Y entonces cayó en la cuenta y se volvió para mirar a Sarah.

—Discúlpeme si se trata de una pregunta estúpida, pero si toda esta estación ha sido construida en el interior de la plataforma de hielo y todas las paredes son de hielo, ¿por qué no se derriten? Sin duda ustedes generan una gran cantidad de calor aquí con toda la maquinaria y demás. Las paredes deberían gotear constantemente.

Sarah dijo:

—No es una pregunta estúpida. Lo cierto es que es una muy buena pregunta. Cuando llegamos aquí por vez primera, descubrimos que el calor del sistema de escape de la máquina perforadora estaba haciendo que algunas paredes de hielo se derritieran. Así que instalamos un sistema de refrigeración en el nivel C. Funciona con un termostato que mantiene una temperatura fija de un grado centígrado independientemente del calor que generemos. Lo curioso es que, dado que la temperatura de la superficie en el exterior es de casi treinta grados bajo cero, el sistema de refrigeración calienta el aire aquí. Adoramos ese sistema.

—Muy inteligente —dijo Schofield mientras observaba a su alrededor.

Su mirada se posó en el comedor. Luc Champion y los otros tres científicos franceses se encontraban allí, sentados en una mesa con el personal de la estación polar Wilkes. Schofield los observó pensativo.

—¿Vas a llevarnos a casa? —dijo de repente Kirsty, que se hallaba detrás de él.

Durante un largo instante, Schofield siguió observando a los cuatro científicos franceses en el comedor. A continuación se dio la vuelta para mirar a la niña.

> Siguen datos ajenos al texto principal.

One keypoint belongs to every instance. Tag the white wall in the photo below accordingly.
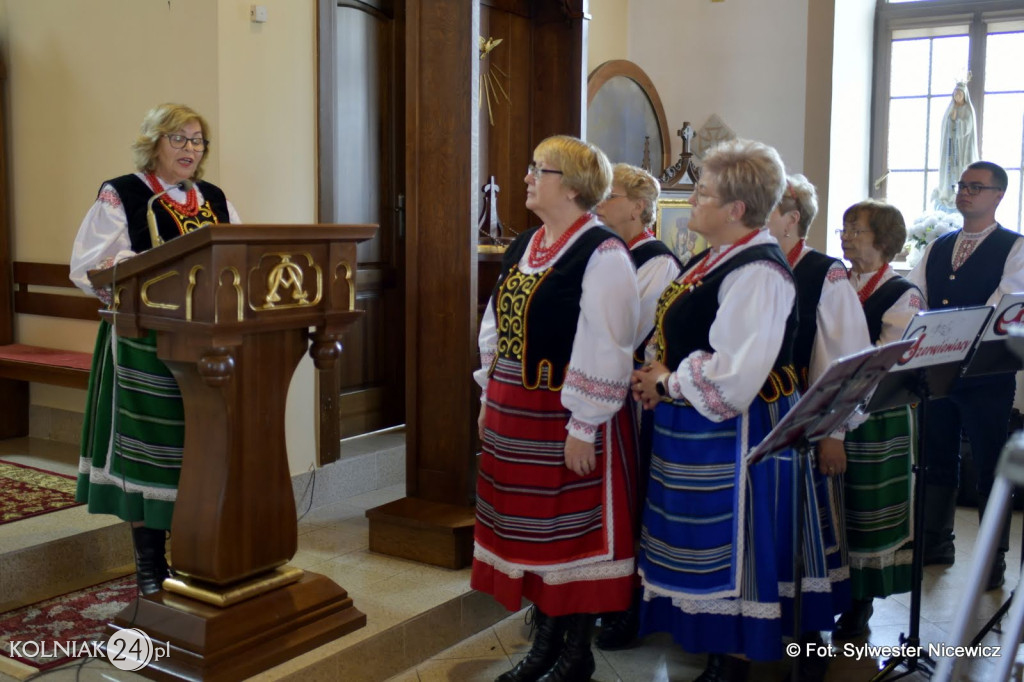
(742, 59)
(608, 32)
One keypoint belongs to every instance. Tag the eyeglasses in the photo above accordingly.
(178, 142)
(699, 193)
(538, 172)
(974, 188)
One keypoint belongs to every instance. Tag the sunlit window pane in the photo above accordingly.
(1001, 137)
(1004, 55)
(948, 62)
(933, 182)
(1009, 211)
(906, 192)
(906, 133)
(935, 129)
(909, 68)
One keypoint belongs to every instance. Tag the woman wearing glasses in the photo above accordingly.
(832, 326)
(717, 546)
(629, 211)
(131, 450)
(554, 509)
(881, 452)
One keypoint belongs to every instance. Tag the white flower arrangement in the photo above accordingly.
(928, 227)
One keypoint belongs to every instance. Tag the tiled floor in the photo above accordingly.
(402, 600)
(496, 649)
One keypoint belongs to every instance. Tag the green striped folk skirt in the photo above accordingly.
(879, 483)
(133, 433)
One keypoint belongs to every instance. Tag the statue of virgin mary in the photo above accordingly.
(958, 146)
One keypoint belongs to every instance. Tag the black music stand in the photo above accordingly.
(1010, 473)
(825, 407)
(921, 378)
(994, 355)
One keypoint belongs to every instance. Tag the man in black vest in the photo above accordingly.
(975, 265)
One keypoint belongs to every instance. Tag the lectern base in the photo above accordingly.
(213, 644)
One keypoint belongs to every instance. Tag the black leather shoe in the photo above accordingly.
(853, 622)
(151, 559)
(722, 668)
(577, 662)
(548, 644)
(619, 631)
(997, 576)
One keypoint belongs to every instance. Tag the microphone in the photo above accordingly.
(151, 218)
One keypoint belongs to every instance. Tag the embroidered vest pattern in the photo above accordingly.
(511, 306)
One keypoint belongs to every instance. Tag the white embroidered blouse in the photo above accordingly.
(754, 303)
(601, 360)
(1013, 270)
(652, 278)
(102, 237)
(897, 317)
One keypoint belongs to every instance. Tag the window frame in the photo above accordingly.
(929, 13)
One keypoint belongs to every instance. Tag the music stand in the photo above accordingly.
(942, 340)
(825, 407)
(994, 355)
(1010, 472)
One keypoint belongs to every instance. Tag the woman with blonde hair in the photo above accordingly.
(879, 478)
(832, 326)
(134, 421)
(555, 492)
(717, 545)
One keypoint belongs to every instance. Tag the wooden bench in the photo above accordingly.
(20, 364)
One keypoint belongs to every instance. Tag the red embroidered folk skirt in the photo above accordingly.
(563, 542)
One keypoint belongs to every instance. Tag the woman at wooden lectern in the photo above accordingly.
(134, 424)
(554, 510)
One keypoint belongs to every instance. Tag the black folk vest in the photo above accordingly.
(685, 313)
(537, 314)
(134, 194)
(810, 274)
(880, 301)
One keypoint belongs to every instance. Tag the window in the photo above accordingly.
(924, 48)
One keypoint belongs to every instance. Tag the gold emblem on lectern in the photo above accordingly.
(287, 282)
(288, 275)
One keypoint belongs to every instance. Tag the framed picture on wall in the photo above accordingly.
(672, 226)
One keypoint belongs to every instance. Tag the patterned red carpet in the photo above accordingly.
(29, 492)
(54, 632)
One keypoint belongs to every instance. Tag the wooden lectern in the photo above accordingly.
(232, 307)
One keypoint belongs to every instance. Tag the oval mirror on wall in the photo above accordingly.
(623, 109)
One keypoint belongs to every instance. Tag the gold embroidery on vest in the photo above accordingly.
(186, 223)
(666, 301)
(779, 384)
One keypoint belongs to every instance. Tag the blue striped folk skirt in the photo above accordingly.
(717, 545)
(879, 484)
(133, 435)
(543, 533)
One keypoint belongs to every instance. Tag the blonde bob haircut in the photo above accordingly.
(639, 186)
(166, 120)
(800, 196)
(585, 168)
(749, 172)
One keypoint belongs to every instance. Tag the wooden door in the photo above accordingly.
(360, 155)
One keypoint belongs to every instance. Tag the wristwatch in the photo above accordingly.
(660, 386)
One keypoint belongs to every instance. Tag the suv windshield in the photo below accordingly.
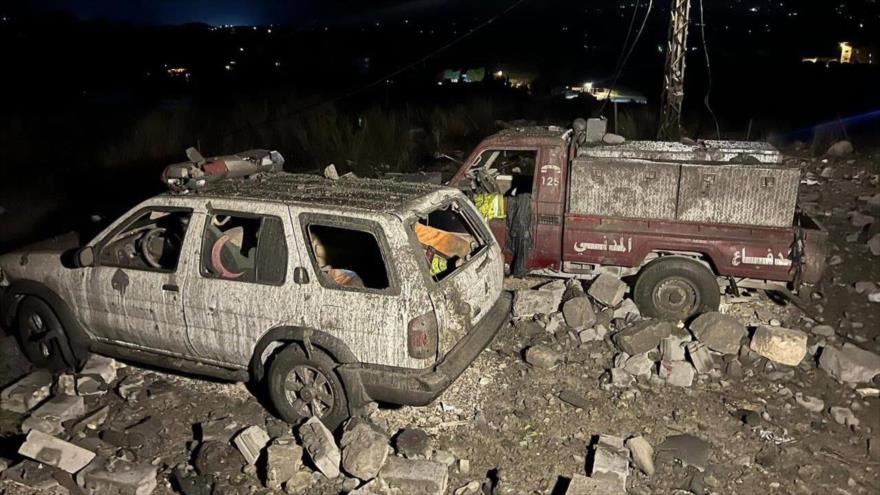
(447, 240)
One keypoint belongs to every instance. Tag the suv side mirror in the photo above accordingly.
(85, 257)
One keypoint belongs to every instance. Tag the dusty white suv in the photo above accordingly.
(331, 292)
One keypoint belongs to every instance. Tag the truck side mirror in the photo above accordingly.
(300, 275)
(85, 257)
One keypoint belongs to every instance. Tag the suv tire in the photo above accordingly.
(40, 334)
(676, 288)
(301, 386)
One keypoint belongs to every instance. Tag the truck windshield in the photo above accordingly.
(447, 240)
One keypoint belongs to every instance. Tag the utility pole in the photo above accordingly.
(673, 80)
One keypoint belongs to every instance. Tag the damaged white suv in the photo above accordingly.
(331, 293)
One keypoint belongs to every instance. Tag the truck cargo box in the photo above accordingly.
(728, 182)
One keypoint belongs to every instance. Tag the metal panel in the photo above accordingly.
(738, 194)
(624, 188)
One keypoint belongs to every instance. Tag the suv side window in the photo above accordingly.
(347, 257)
(247, 248)
(150, 240)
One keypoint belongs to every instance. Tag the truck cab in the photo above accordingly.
(684, 221)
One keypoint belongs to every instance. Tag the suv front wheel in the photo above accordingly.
(301, 386)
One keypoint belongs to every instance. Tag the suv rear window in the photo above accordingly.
(447, 240)
(348, 257)
(246, 248)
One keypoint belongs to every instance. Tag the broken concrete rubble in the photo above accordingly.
(27, 393)
(250, 442)
(642, 454)
(781, 345)
(319, 443)
(283, 460)
(364, 449)
(719, 332)
(578, 313)
(607, 290)
(415, 476)
(642, 337)
(850, 363)
(55, 452)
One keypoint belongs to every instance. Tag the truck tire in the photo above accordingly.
(301, 386)
(40, 334)
(675, 288)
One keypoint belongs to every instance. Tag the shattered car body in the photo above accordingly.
(320, 288)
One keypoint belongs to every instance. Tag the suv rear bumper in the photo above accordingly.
(420, 387)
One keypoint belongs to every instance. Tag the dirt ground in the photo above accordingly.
(506, 417)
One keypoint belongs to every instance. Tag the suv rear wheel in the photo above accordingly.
(302, 386)
(40, 334)
(676, 288)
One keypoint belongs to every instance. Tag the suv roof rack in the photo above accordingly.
(198, 173)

—Todavía no —dijo—. Pronto vendrán otras personas que os llevarán a casa. Yo solo estoy aquí para cuidar de vosotros hasta que lleguen.

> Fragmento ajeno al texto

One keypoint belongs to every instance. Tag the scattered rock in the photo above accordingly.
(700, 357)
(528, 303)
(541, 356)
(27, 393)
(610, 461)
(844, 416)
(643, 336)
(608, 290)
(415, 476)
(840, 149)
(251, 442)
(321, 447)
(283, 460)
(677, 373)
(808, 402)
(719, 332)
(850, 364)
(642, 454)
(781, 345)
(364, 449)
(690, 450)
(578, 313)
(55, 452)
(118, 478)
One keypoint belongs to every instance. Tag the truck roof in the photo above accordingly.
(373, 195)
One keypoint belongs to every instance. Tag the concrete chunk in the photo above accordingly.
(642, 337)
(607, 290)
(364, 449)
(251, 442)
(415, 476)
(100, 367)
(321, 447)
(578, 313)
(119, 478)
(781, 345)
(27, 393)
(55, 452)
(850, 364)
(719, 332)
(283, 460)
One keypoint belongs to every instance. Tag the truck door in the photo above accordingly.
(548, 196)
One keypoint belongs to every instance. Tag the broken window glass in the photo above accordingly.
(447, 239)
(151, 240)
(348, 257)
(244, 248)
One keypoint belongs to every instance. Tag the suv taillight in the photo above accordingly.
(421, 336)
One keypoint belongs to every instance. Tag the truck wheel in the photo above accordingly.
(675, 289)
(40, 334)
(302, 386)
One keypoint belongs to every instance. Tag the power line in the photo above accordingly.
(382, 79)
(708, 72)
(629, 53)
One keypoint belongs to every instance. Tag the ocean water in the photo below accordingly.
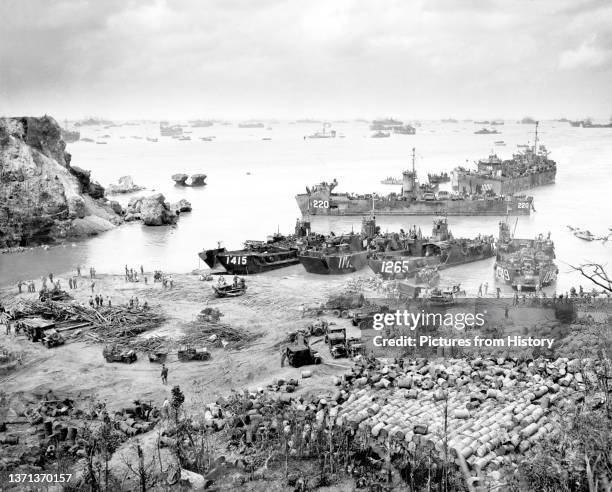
(235, 205)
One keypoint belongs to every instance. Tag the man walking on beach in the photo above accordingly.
(164, 374)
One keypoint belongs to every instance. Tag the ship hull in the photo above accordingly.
(341, 205)
(244, 263)
(401, 266)
(525, 283)
(473, 183)
(336, 264)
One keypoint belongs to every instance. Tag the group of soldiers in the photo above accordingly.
(237, 283)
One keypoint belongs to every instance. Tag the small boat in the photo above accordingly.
(229, 290)
(439, 297)
(585, 235)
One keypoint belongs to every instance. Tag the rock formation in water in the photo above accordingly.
(43, 197)
(126, 185)
(153, 210)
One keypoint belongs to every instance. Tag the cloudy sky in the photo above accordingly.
(317, 58)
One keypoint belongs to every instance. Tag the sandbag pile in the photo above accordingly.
(495, 408)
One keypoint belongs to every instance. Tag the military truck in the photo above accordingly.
(114, 353)
(35, 328)
(187, 353)
(302, 355)
(53, 338)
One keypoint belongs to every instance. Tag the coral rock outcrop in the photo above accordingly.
(41, 194)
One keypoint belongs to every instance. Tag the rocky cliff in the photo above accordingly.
(43, 197)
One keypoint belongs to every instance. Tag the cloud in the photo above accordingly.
(587, 55)
(229, 57)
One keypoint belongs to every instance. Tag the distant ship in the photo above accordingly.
(414, 199)
(590, 124)
(324, 133)
(524, 264)
(404, 130)
(392, 181)
(529, 167)
(69, 136)
(170, 131)
(438, 178)
(403, 255)
(251, 124)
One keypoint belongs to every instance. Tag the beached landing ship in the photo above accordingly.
(528, 168)
(339, 254)
(413, 200)
(525, 264)
(400, 256)
(276, 252)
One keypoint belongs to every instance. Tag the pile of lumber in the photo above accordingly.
(106, 322)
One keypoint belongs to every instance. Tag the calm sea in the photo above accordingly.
(252, 183)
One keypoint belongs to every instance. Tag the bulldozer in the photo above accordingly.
(336, 340)
(318, 328)
(186, 353)
(302, 355)
(114, 353)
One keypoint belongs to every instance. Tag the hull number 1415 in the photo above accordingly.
(236, 260)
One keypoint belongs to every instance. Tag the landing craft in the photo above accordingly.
(524, 264)
(401, 256)
(413, 199)
(277, 251)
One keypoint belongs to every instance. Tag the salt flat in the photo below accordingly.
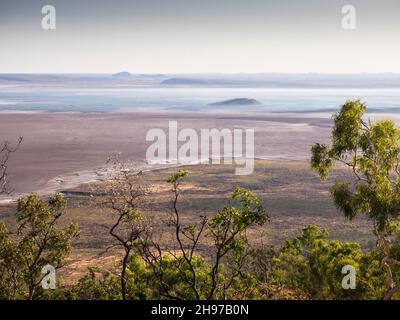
(62, 150)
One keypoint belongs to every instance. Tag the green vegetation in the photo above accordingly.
(212, 257)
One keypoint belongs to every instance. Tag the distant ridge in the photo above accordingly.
(237, 102)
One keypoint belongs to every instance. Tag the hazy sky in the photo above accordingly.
(188, 36)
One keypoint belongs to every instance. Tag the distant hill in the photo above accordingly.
(122, 75)
(237, 102)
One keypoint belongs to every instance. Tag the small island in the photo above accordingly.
(122, 75)
(237, 102)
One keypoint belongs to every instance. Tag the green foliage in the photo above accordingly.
(313, 264)
(372, 152)
(39, 241)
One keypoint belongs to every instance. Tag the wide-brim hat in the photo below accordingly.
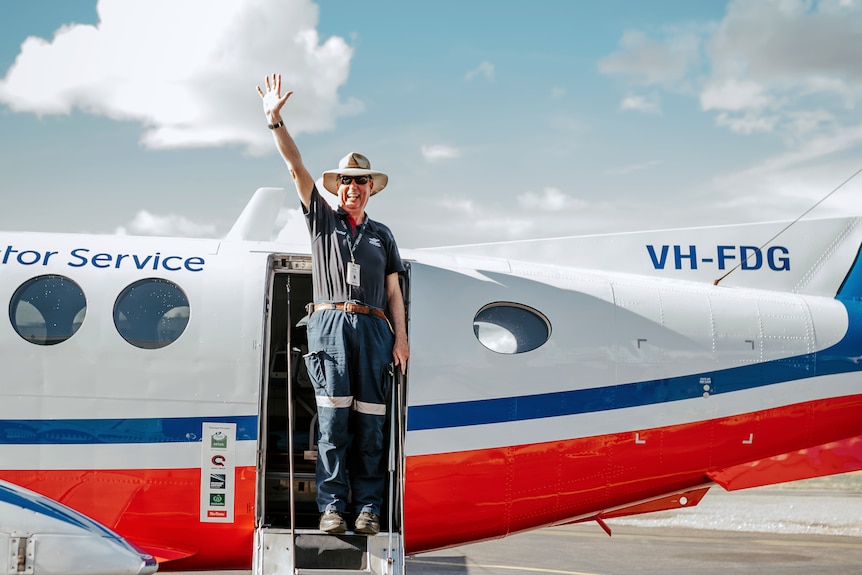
(354, 164)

Schofield y Hensleigh bajaron rápidamente por el túnel de hielo. Montana y Hollywood los siguieron a la zaga.

Se encontraban en el nivel B, donde se hallaba la mayoría de las dependencias privadas de los trabajadores de la estación. El túnel de hielo giraba en una amplia curva. Las puertas se encontraban encajadas a ambos lados del túnel: una sala común y varios laboratorios y habitaciones. Schofield no pudo evitar reparar en una puerta concreta que tenía la inconfundible señal de peligro biológico. Una placa rectangular bajo la señal rezaba: «Laboratorio de bioxinas».

Schofield dijo:

—Nos contaron algo de este asunto cuando llegamos a McMurdo. Ese Renshaw afirmó haberlo hecho porque el otro tipo estaba robándole su investigación. Algo así.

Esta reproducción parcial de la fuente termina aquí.